PAGE 9
Calico
by
“You’ll catch your death!” fretted her mother, “running round bareheaded in all this damp. You know how much trouble you are when you are sick, too, and I think you ought to have more consideration for me, with all my care. Going to bed? Be sure and not forget to put the baby’s gingham apron in the wash.”
Sharley lighted her kerosene lamp without reply. It was the little kerosene with the crack in the handle. Some vague notion that everything in the world had cracked came to her as she crept upstairs. She put her lamp out as soon as she was in her room, and locked her door hard. She sat down on the side of the bed and crossed her hands, and waited for her father and mother to come upstairs. They came up by and by and went to bed. The light that shone in through the chink under the door went out. The house was still.
She went over to the window then, threw it wide open, and sat down crouched upon the broad sill. She did not sob now nor wail out. She did not feel like sobbing or wailing. She only wanted to think; she must think, she had need to think. That this neglect of Halcombe Dike’s meant something she did not try to conceal from her bitter thoughts. He had not neglected her in all his life before. It was not the habit, either, of this grave young man with the earnest eyes to do or not to do without a meaning. He would put silence and the winter between them. That was what he meant. Sharley, looking out upon the windy dark with straight-lidded eyes, knew that beneath and beyond the silence of the winter lay the silence of a life.
The silence of a life! The wind hushed into a moment’s calm while the words turned over in her heart. The branches of a cherry-tree, close under her sight, dropped lifelessly; a homesick bird gave a little, still, mournful chirp in the dark. Sharley gasped.
“It’s all because I shook Moppet! That’s it. Because I shook Moppet this morning. He used to like me,—yes, he did. He didn’t know how cross and ugly I
am. No wonder he thought such a cross and ugly thing could never be—could never be—”
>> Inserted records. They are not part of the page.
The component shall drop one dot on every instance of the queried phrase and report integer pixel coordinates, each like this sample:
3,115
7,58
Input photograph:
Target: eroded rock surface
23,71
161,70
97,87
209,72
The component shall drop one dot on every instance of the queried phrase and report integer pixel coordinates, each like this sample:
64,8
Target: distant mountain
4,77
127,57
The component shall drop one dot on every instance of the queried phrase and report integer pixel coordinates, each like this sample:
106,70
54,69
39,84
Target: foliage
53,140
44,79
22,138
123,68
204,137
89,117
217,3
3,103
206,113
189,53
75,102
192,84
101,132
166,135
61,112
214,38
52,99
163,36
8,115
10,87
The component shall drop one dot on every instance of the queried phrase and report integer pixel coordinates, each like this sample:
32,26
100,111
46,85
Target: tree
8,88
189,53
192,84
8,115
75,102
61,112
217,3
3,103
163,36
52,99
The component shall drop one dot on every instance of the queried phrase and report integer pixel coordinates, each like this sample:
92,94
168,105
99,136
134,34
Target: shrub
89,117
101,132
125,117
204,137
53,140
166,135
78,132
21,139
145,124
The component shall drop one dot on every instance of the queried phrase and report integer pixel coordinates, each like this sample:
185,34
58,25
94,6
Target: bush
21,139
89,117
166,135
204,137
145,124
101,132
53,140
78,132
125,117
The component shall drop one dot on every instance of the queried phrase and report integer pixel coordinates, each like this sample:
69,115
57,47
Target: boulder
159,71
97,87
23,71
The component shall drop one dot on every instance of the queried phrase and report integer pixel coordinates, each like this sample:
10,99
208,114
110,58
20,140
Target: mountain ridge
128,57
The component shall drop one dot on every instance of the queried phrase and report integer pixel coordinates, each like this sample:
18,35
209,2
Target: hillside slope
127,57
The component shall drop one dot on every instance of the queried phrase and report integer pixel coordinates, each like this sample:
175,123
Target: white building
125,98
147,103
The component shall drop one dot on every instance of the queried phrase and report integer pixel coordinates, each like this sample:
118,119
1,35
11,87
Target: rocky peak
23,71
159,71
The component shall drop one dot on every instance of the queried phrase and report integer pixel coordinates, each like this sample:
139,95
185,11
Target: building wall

She broke off, crimson. “His wife?” She would have said the words without blush or hesitation a week ago. Halcombe Dike had spoken no word of love to her. But she had believed, purely and gravely, in the deeps of her maiden thought, that she was dear to him. Gravely and purely too she had dreamed that this October Sunday would bring some sign to her of their future.
He had been toiling at that business in the city now a long while. Sharley knew nothing about business, but she had fancied that, even though his “prospects” were not good, he must be ready now to think of a home of his own,—at least that he would give her some hope of it to keep through the dreary, white winter. But he had given her nothing to keep through the winter, or through any winter of a wintry life; nothing. The beautiful Sunday was over. He had come, and he had gone. She must brush away the pretty fancy. She must break the timid dream. So that grave, sweet word had died in shame upon her lips. She should not be his wife. She should never be anybody’s wife.
The Sunday Night Express shrieked up the valley, and thundered by and away in the dark. Sharley leaned far out into the wind to listen to the dying sound, and wondered what it would seem like to-morrow morning when it carried him away. With its pause one of those sudden hushes fell again upon the wind. The homesick bird fluttered about a little, hunting for its nest.